Schon in "Opera" boten sich Argento umfangreiche Möglichkeiten, sein Verständnis für visuelle Ausdruckskraft vielfältig umzusetzen, denn das im Film zu sehende Opernhaus ist nahezu ideal für die vielen optischen Spielereien des Regisseurs. Eindrucksvolle Kamerafahrten durch die riesige Oper lassen den Zuschauer bereits nach wenigen Minuten staunen und sind über den ganzen Film hinweg verteilt. Besonders eindrucksvoll bleibt dabei die Szene in Erinnerung, in der das Geschehen kurzzeitig aus der Sicht eines Raben stattfindet, der unter der Decke des Opernhauses seine Runden kreist, während sich das Publikum unterhalb in regelrechter Panik befindet. Was in einem Argento weiterhin natürlich ebenso wenig fehlen darf, sind die obligatorischen Perspektiven des Mörders, die hier ebenfalls für einige hochinteressante und geradezu intensiv-spannende Kamerafahrten sorgen.

Die Story an sich ist durchaus annehmbar, wenngleich unlängst bekannt sein dürfte, dass das Erzählen einer Geschichte noch nie zu den Stärken Argentos gehörte. Im Falle von "Opera" greift sich der Regisseur da selbst unter die Arme und entwickelt mit einer Mischung aus inszenatorischer Brilianz und intensiver Gewalt einen derartigen Sog, unter dem die Story schnell zu einer zweitrangigen Angelegenheit wird. Sonderlich viele, langweilige Passagen sind in dem Werk zwar nicht zu verzeichnen, doch in punkto Spannung haben die Gewaltszenen stets die Nase vorn, die eigentliche Story verliert sich dabei gerne mal in etwas unbeholfenen Dialogen. Wenn es dann aber mal zur Sache geht, dann lässt Argento seine typische Härte keinesfalls vermissen und geht mal wieder aufs Ganze. Besonders die "Augen-Falle", bei der Betty jeweils eine Reihe rasiermesserscharfer Nadeln unter beiden Augen befestigt wird, hat es regelrecht in sich und sorgt für mehrere, beinahe schon physisch schmerzvolle Sequenzen für den Zuschauer. Doch auch davon abgesehen geht es hier mit anderweitig ausgerissenen Augen und extrem blutigen Messermorden nicht gerade zimperlich zu, weshalb filminteressierte Menschen mit schwachen Nerven dieses Werk wohl eher meiden sollten.

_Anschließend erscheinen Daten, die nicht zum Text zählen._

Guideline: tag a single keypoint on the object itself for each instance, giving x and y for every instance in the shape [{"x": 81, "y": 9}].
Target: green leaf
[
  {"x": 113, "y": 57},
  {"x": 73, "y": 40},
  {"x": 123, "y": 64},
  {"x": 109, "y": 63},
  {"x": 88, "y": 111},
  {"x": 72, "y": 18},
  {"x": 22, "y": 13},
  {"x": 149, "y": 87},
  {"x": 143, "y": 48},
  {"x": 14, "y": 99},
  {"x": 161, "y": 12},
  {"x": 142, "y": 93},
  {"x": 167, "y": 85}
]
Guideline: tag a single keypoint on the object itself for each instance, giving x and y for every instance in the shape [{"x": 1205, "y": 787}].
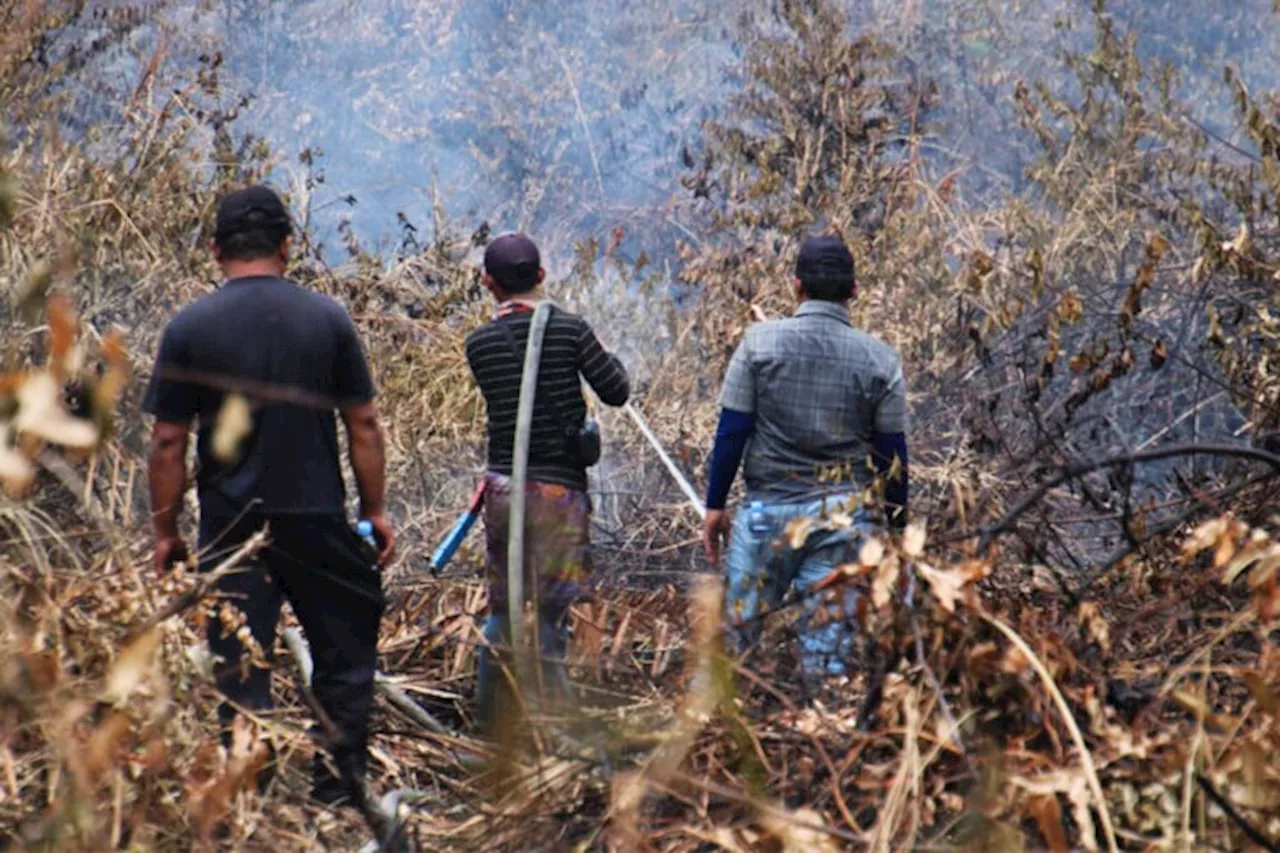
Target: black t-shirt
[{"x": 295, "y": 355}]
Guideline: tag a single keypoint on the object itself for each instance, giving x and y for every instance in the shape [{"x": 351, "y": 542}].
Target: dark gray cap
[
  {"x": 251, "y": 208},
  {"x": 824, "y": 256},
  {"x": 512, "y": 258}
]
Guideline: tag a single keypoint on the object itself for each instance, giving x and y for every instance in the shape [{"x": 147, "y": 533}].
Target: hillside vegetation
[{"x": 1077, "y": 644}]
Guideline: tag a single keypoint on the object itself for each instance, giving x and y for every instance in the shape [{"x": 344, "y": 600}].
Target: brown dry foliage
[{"x": 1096, "y": 666}]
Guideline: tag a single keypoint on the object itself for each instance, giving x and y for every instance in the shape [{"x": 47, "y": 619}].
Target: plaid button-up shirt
[{"x": 818, "y": 388}]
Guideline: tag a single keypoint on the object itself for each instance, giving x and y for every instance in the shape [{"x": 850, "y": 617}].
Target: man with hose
[
  {"x": 818, "y": 409},
  {"x": 260, "y": 366},
  {"x": 561, "y": 447}
]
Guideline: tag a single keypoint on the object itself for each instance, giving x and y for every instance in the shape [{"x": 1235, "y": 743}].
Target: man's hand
[
  {"x": 169, "y": 550},
  {"x": 716, "y": 532},
  {"x": 385, "y": 537}
]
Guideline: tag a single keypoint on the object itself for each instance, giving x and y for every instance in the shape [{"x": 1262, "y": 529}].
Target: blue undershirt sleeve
[
  {"x": 735, "y": 429},
  {"x": 885, "y": 448}
]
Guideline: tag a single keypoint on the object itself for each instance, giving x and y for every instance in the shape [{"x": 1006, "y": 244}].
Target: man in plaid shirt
[{"x": 819, "y": 410}]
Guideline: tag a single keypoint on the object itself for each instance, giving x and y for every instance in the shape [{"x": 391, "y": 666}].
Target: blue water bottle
[
  {"x": 757, "y": 519},
  {"x": 365, "y": 530}
]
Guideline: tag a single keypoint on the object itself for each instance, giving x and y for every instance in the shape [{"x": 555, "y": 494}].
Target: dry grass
[{"x": 1093, "y": 669}]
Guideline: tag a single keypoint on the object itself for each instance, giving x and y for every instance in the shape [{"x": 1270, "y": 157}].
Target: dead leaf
[
  {"x": 947, "y": 585},
  {"x": 799, "y": 530},
  {"x": 62, "y": 334},
  {"x": 885, "y": 580},
  {"x": 234, "y": 423},
  {"x": 1096, "y": 624},
  {"x": 950, "y": 585},
  {"x": 115, "y": 378},
  {"x": 799, "y": 831},
  {"x": 1205, "y": 536},
  {"x": 101, "y": 749},
  {"x": 41, "y": 415},
  {"x": 1048, "y": 817},
  {"x": 132, "y": 667},
  {"x": 913, "y": 539},
  {"x": 17, "y": 473}
]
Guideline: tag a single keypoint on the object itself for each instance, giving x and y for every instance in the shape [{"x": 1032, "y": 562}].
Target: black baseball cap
[
  {"x": 255, "y": 206},
  {"x": 824, "y": 256},
  {"x": 512, "y": 260}
]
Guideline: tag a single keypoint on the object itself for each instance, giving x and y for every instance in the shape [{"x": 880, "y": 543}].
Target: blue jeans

Neben den optischen Leckerbissen (ein weiteres Highlight ist die Szene, in der eine Frau durch ein Schlüsselloch erschossen wird und der Zuschauer den exakten Weg der Kugel verfolgen darf) überragt natürlich, wie gewohnt, die musikalische Untermalung. Prächtige, orchestrale Stücke geben dem Geschehen eine ungemein fesselnde Atmosphäre und könnten treffender nicht gewählt sein. Einziges Ärgernis sind die Metal-Stücke, die Argento teilweise für gewisse Szenen auswählte und die, wie schon bereits in seinen vorangegangenen Werken, mehr als unpassend wirken. Einigen Leuten mag das konträre Verhältnis zwischen Klassik und Rock in Argentos Werken zwar als kunstvolles Stilmittel erscheinen, doch Fakt ist, dass diese Stücke in keinerlei Hinsicht in den Gesamtkontext passen wollen und den Szenen jede Atmosphäre nehmen. Die Schauspieler bringen ihre Rollen dafür zumindest großteils gut rüber. Gerade Cristina Marsillach wurde für die Hauptrolle genau richtig besetzt und spielt die verängstigte Betty überaus nachvollziehbar und realistisch.

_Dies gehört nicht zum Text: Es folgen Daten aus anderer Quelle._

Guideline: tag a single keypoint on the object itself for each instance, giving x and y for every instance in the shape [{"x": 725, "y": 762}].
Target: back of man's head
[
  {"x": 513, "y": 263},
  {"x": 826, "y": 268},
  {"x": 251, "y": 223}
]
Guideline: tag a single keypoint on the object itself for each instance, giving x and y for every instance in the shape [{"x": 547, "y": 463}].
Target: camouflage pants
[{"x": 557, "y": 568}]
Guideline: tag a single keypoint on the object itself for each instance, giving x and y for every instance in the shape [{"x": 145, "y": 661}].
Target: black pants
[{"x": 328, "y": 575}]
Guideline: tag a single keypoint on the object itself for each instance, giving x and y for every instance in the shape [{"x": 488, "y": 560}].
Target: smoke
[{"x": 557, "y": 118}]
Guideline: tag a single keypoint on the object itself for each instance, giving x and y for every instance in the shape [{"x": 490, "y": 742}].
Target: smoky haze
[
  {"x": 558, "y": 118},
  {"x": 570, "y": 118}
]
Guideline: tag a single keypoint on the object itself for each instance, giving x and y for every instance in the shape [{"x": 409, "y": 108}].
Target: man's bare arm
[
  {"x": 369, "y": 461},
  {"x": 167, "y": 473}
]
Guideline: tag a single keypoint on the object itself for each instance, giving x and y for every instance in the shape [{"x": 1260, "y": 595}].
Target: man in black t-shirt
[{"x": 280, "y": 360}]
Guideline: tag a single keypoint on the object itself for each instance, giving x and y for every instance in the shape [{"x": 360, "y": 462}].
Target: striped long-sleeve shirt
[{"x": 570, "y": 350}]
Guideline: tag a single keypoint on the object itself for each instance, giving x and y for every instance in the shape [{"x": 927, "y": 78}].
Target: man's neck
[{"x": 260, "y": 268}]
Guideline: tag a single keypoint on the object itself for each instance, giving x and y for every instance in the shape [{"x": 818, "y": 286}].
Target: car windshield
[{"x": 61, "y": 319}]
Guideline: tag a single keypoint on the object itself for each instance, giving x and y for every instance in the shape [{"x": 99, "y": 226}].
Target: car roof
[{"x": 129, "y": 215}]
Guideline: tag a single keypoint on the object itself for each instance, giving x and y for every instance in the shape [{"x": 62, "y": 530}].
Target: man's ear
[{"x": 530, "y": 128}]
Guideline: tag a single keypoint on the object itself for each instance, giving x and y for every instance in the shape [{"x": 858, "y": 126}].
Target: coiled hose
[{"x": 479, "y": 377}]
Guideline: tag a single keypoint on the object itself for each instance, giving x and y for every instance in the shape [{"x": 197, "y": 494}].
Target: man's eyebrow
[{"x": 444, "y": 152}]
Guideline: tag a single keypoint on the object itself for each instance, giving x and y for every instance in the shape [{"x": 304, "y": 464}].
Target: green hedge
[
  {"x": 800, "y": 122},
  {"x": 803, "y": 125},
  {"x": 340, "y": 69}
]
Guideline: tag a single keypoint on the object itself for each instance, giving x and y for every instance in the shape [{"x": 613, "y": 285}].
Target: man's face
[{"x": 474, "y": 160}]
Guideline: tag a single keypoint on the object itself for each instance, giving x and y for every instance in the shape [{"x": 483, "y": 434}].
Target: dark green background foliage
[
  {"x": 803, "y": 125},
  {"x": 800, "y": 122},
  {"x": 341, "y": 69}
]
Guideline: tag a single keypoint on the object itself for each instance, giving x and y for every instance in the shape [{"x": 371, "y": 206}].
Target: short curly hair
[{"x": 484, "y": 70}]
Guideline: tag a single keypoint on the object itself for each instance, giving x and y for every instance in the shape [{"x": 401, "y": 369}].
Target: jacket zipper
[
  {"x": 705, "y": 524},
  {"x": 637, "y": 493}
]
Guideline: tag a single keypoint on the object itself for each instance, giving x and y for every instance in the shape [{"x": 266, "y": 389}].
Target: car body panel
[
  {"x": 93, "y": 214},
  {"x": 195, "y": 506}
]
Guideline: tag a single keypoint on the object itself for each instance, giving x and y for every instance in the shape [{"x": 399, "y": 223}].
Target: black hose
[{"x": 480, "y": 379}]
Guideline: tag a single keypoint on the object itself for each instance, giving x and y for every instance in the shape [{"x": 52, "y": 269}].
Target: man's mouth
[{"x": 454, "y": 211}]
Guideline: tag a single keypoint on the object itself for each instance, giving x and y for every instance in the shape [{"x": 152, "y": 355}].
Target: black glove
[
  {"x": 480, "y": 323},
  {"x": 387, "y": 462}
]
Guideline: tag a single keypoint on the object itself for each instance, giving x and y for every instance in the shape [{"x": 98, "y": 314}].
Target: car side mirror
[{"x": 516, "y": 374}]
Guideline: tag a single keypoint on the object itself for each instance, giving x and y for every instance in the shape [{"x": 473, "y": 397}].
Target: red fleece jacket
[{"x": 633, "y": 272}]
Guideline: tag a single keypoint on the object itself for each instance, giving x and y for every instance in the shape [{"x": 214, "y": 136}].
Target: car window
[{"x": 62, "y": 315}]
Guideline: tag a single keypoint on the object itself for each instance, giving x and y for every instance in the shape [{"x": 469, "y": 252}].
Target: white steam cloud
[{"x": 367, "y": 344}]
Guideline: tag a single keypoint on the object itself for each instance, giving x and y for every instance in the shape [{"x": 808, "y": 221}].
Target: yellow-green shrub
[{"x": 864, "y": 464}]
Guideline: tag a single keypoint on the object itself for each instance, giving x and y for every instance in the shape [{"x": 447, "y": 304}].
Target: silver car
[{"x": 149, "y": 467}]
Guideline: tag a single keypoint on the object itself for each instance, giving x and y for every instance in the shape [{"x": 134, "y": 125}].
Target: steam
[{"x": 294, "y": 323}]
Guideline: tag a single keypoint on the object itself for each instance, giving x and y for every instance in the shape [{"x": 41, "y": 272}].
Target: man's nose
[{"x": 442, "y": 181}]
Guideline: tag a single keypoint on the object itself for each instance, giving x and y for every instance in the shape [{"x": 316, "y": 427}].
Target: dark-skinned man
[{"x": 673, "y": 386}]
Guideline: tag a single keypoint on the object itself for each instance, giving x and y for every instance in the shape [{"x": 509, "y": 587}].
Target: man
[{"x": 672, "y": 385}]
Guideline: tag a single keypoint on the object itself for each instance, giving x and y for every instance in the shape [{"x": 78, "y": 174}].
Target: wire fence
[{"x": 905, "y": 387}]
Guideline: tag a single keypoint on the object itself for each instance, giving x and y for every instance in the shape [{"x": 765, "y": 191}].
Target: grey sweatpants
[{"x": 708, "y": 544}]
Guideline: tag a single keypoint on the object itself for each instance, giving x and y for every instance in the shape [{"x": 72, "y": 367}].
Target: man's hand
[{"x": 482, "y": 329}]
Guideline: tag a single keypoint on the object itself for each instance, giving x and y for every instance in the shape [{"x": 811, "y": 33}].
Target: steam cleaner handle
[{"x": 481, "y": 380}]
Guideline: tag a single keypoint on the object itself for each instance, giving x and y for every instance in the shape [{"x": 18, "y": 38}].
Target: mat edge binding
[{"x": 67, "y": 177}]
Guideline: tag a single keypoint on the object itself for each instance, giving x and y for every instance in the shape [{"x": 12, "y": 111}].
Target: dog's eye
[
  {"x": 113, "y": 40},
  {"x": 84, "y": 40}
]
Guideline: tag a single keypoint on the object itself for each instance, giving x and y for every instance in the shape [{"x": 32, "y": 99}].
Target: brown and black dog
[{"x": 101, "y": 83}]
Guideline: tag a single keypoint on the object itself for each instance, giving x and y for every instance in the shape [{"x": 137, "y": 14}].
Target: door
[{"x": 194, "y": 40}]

"Terror in der Oper" oder auch "Opera" ist nicht das beste Werk Argento's, doch eines der letzten, großen Erzeugnisse des italienischen Giallo hat man hier auf jeden Fall vor sich. Der Film vereint gekonnt Stilmittel dieses Genres mit den gewohnten Tademarks des Kult-Regisseurs und macht daraus, vor der opulunten Kulisse einer Oper, einen durchaus faszinieren, sehenswerten und für Fans unverzichtbaren Film. Einige Mankos sind dabei allerdings schon zu nennen, so ist aus Argento über Nacht natürlich noch immer kein fabelhafter Geschichtenerzähler geworden und desweiteren ist die Auswahl der Rockmusik noch immer nicht ganz nachvollziehbar. Horrorfans, die mal wieder einen richtigen Klassiker des Genres sehen wollen, soll dies aber nicht daran stören, diesem Werk auf jeden Fall eine Chance zu geben.